Golden Knights crush Panthers in Game 5 for their first Stanley Cup title
By MARK ANDERSON AP Sports Writer
LAS VEGAS — Golden Knights games have always been as flashy as any show on the Las Vegas Strip, the sword-fighting mascot taking the ice before what seems like a legion of players marching out through the mirrored entrance into the roar of the crowd.
If this team was ever going to win the Stanley Cup, it was going to do it with Vegas flash.
The Knights delivered just that from dazzling passes to Mark Stone’s hat trick to all-out goal celebrations, capturing the young organization’s first title with a 9-3 romp over the beaten up and exhausted Florida Panthers on Tuesday night.

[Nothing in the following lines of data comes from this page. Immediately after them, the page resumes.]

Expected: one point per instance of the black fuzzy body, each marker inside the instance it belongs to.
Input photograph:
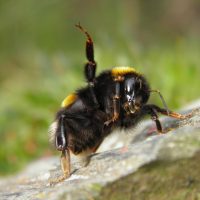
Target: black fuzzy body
(84, 119)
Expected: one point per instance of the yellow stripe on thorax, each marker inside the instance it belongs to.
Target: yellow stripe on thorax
(120, 71)
(70, 99)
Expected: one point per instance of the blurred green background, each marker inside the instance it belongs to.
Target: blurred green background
(42, 56)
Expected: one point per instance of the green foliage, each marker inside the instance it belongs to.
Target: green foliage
(42, 57)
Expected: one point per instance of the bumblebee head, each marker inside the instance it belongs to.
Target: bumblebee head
(136, 93)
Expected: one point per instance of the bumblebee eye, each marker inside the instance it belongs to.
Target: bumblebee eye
(138, 84)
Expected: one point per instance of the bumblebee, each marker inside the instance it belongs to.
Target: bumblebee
(116, 98)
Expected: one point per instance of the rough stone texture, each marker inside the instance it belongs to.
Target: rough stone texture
(139, 165)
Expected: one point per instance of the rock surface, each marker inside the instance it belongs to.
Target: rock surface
(136, 167)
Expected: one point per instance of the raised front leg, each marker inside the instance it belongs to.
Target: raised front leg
(116, 104)
(90, 66)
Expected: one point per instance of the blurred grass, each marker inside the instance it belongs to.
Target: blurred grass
(42, 57)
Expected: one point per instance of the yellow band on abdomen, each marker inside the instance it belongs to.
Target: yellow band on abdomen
(70, 99)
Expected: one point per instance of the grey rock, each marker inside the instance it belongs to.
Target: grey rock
(123, 171)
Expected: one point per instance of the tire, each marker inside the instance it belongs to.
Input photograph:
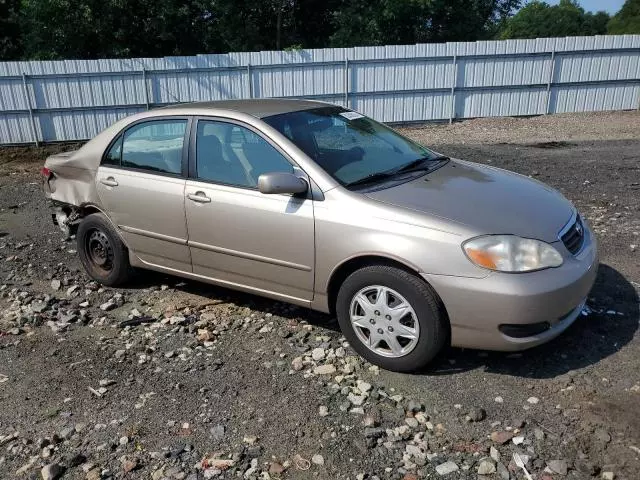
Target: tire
(424, 323)
(103, 255)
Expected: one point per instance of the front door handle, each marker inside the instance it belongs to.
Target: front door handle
(199, 197)
(109, 182)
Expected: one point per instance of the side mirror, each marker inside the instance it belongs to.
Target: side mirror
(281, 182)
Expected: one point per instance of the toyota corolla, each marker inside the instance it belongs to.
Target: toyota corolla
(320, 206)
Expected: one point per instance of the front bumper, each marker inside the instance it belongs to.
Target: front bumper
(478, 307)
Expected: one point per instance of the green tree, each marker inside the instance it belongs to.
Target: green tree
(382, 22)
(540, 20)
(627, 20)
(10, 39)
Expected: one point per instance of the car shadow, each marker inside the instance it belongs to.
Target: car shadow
(609, 326)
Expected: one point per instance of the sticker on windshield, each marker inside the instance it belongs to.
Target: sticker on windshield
(351, 115)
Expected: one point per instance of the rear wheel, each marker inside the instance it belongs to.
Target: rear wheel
(102, 253)
(391, 317)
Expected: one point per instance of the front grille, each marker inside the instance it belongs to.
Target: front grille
(574, 237)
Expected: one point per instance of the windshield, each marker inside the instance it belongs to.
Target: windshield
(348, 145)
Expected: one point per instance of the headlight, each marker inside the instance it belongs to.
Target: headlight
(508, 253)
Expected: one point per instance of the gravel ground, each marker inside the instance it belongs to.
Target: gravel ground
(173, 379)
(552, 128)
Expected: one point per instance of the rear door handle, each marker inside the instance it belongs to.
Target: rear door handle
(199, 197)
(109, 182)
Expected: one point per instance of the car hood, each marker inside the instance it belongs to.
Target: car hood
(489, 200)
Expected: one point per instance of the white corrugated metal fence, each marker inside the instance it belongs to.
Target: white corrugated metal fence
(44, 101)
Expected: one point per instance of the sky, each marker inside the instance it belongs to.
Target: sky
(611, 6)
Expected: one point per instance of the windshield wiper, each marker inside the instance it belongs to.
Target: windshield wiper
(370, 178)
(424, 163)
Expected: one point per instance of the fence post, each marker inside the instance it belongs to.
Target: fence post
(346, 83)
(144, 83)
(33, 121)
(454, 81)
(552, 72)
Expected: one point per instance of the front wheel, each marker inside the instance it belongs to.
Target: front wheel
(102, 253)
(391, 318)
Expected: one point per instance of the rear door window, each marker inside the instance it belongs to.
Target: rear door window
(155, 146)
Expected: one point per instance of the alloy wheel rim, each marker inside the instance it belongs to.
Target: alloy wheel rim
(99, 251)
(384, 321)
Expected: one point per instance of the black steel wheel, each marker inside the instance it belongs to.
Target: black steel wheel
(102, 252)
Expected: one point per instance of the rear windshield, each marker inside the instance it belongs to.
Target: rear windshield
(346, 144)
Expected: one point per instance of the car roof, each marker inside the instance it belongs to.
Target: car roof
(260, 108)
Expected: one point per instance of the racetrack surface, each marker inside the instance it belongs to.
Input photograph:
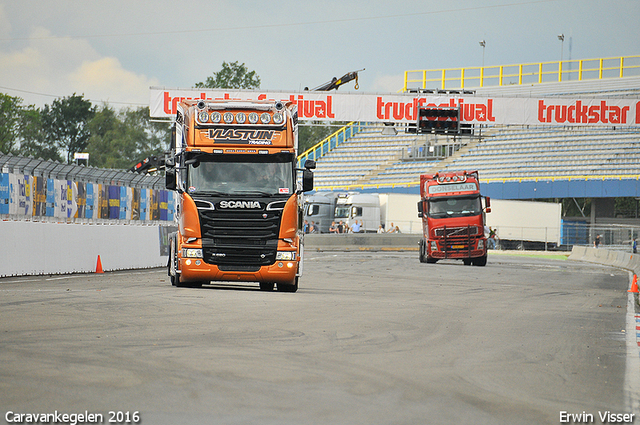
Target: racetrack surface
(369, 338)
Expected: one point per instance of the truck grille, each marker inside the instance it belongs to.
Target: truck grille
(453, 232)
(240, 237)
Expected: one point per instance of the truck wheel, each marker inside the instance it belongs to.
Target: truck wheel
(288, 287)
(480, 261)
(421, 249)
(172, 264)
(266, 286)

Coach Bruce Cassidy, in a nod to the Knights’ brief history, started five of the original Vegas players known as the Misfits and put the sixth on the second shift. Cassidy sounded confident the day before the game that his team would play well, and it certainly did, blowing open a one-goal game in the second period to lead 6-1. The nine goals tied the record for the most in a Cup Final.
“Vegas, you certainly know how to throw a party,” NHL commissioner Gary Bettman told the crowd. “What’s going on inside this arena and outside is incredible and a testament to what a great hockey market this is.”
Vegas closed out the series in five games to win the cup before a delirious franchise-record crowd of 19,058 at T-Mobile Arena that drowned out the pregame introductions of forward Jonathan Marchessault and goalie Adin Hill and cheered all the way through the final buzzer.
Marchessault, who ended the postseason with a 10-game points streak, received the Conn Smythe Trophy for playoff MVP.
“I couldn’t be more proud of our team, our organization,” Marchessault said. “Everybody stepped up at different times and that’s why we’re winners.”
Stone’s hat trick – with the third into an empty net with 5:54 left – was the first in a Stanley Cup Final since Colorado’s Peter Forsberg in 1996, also against the Panthers.
The Knights got the rest of their scoring from Nic Hague, Alec Martinez, Reilly Smith, Michael Amadio, Ivan Barbashev and Nicolas Roy. Martinez’s goal in the second period came nine years to the day after he delivered the double-overtime goal in Game 5 to give the Kings the cup.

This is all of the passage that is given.